Selbst Feuerwehrverbände beschwichtigen inzwischen und Experten verweisen darauf, dass – wenig überraschend – zumeist Fahrzeuge mit Verbrennungsmotoren in Brand geraten und das nicht nur bei Unfällen. Auch scheint manchem Elektroautoskeptiker gar nicht bewusst zu sein, dass auch jedes herkömmliche Auto eine Batterie mit sich führt – meist enthalten diese auch noch giftiges Blei und müssten nach der Logik dieser Technikfeinde auch permanente Entzündungsrisiken sein.
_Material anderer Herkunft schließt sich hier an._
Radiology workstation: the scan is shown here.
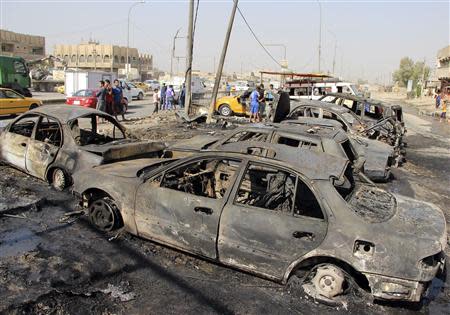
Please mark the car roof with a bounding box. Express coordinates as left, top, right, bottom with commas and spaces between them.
27, 105, 113, 124
291, 99, 351, 114
324, 93, 400, 107
214, 141, 349, 180
236, 123, 343, 139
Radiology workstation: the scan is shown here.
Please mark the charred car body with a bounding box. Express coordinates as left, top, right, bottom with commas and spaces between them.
0, 106, 165, 190
74, 147, 447, 301
165, 123, 394, 181
319, 93, 406, 135
272, 93, 405, 165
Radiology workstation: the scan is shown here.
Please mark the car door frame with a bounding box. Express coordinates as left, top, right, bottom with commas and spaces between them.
217, 158, 330, 282
25, 114, 64, 180
134, 155, 245, 260
0, 113, 40, 172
2. Elektroautos sind ja gar nicht unweltfreundlich

Der Dauerbrenner in der Argumentationskette der „Petrolheads“ schlechthin: Elektroautos seien gar nicht umwelt- und klimafreundlich. Das in den Batterien enthaltene Kobalt oder Lithium werde oftmals unter sozial und ökologisch fragwürdigen Bedingungen abgebaut. Da ist sicherlich ein Stück Wahrheit dran, wobei die Industrie dieses Glaubwürdigkeitsproblem erkannt hat. In der modernsten, in Kürze marktreifeb Zellgeneration wird auf Kobalt bereits verzichtet, auch der Einsatz anderer „seltener Erden“ wird mit jeder Generation deutlich reduziert. Zudem überprüfen immer mehr Hersteller proaktiv ihre Lieferketten.
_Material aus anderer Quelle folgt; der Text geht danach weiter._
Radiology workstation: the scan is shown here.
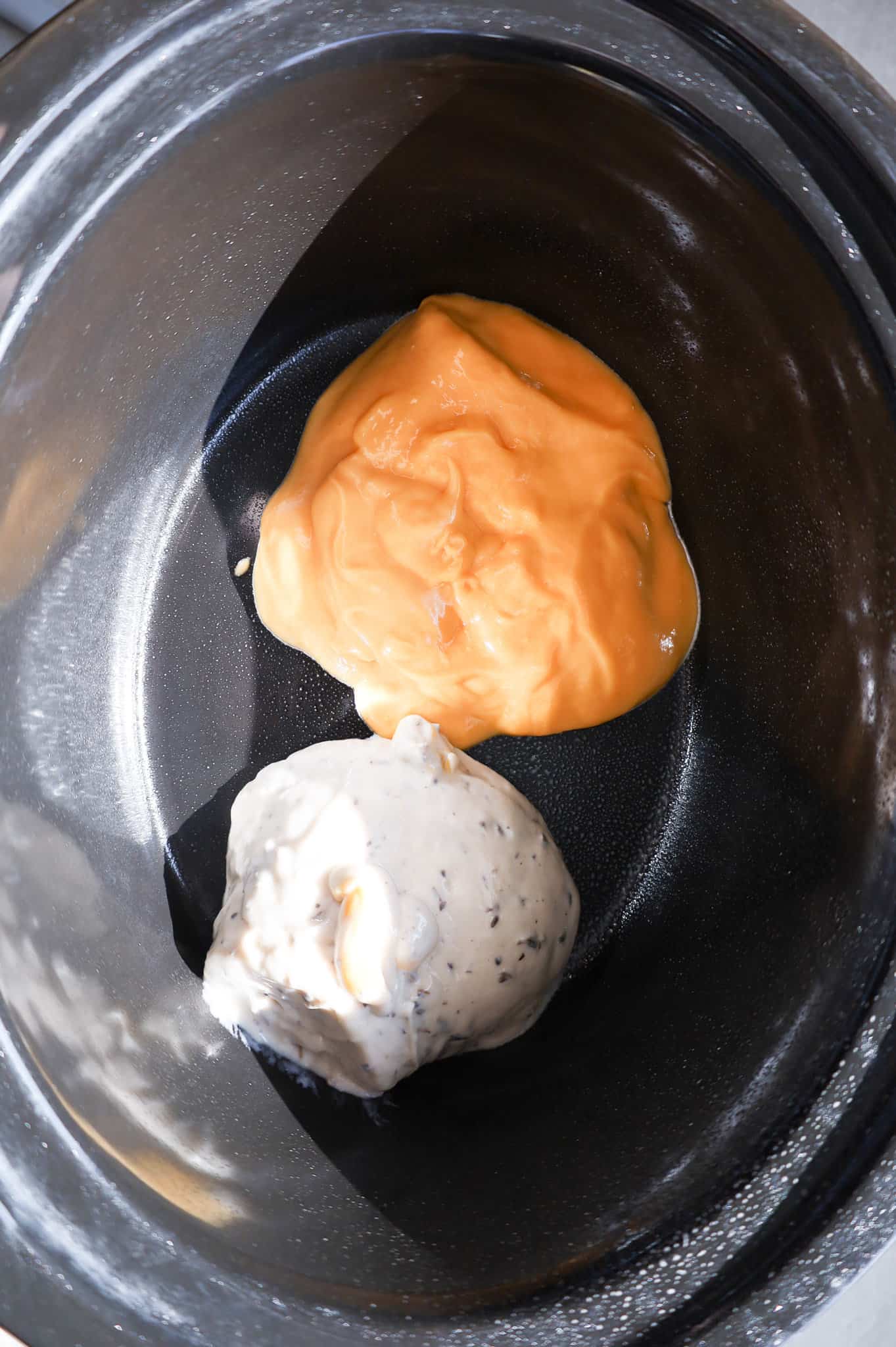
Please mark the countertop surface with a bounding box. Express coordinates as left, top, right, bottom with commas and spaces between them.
0, 0, 896, 1347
Der eigentliche Aufreger dieses Arguments gegen Elektroautos besteht darin, dass auch in diesem Fall der Verbrenner das weit größere Übel darstellt. Oder meinen die Freunde des Golf Diesel, dass der Treibstoff ihres Autos in Baden-Württemberg ökologisch angebaut wird und auf Ölbäumen wächst? Natürlich ist die Ölförderung weder ökologisch (Brent Spar und Exxon Valdez schon vergessen!?) noch sozial ein Vorbild – um es ganz vorsichtig auszudrücken. Und auch in Verbrennern kommen zum Teil „seltene Erden“ zum Einsatz, wie beispielsweise Platin in Katalysatoren und so weiter.

Auch der Umstand, dass Batterieproduktion sehr energieintensiv ist und die unbestreitbare Tatsache, dass noch nicht aller Autostrom aus erneuerbaren Quellen stammt, ist für die „Petrolheads“ ein Grund, das Elektroauto als umweltschädlich umzudeuten. Komischerweise kommt diese Kritik oft von denselben Leuten, die dann den Bau neuer Windräder oder Solaranlagen ablehnen.
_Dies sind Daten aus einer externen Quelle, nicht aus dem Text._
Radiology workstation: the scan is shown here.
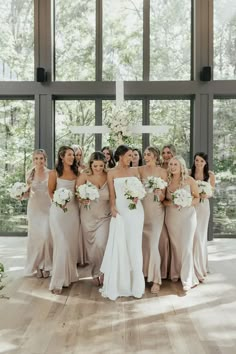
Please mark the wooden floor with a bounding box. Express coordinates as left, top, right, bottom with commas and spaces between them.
0, 237, 236, 354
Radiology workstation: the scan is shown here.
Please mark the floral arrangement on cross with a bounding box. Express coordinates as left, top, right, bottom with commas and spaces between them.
107, 104, 132, 147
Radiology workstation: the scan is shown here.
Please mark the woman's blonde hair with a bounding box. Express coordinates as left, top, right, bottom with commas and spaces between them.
26, 149, 48, 184
84, 151, 107, 176
167, 155, 189, 186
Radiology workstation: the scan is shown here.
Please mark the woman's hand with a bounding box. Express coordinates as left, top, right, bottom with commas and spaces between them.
78, 197, 90, 205
111, 207, 119, 218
In der Tat brauchen wir, um die Klimabilanz des Elektroautos weiter zu verbessern, noch wesentlich mehr Ökostrom in den Netzen. Aber daran wird ja gearbeitet, während der Trend bei Verbrennern, die ohnehin schon klimaschädlicher sind, noch immer zu mehr Hubraum und PS und damit zu mehr CO2-Emissionen geht. Wer im Glashaus sitzt …

3. Die (vermeintliche) Fokussierung auf Elektroautos widerspricht der Technologieoffenheit

Nun kommen wir endgültig in den Bereich der „fake news“, wenn Elektroautokritiker die deutsche Verkehrswende als zu stark auf Batteriefahrzeuge fokussiert geißeln. Man solle gefälligst dem Wasserstoff und synthetischen Kraftstoffen eine Chance geben, hört man dann oft.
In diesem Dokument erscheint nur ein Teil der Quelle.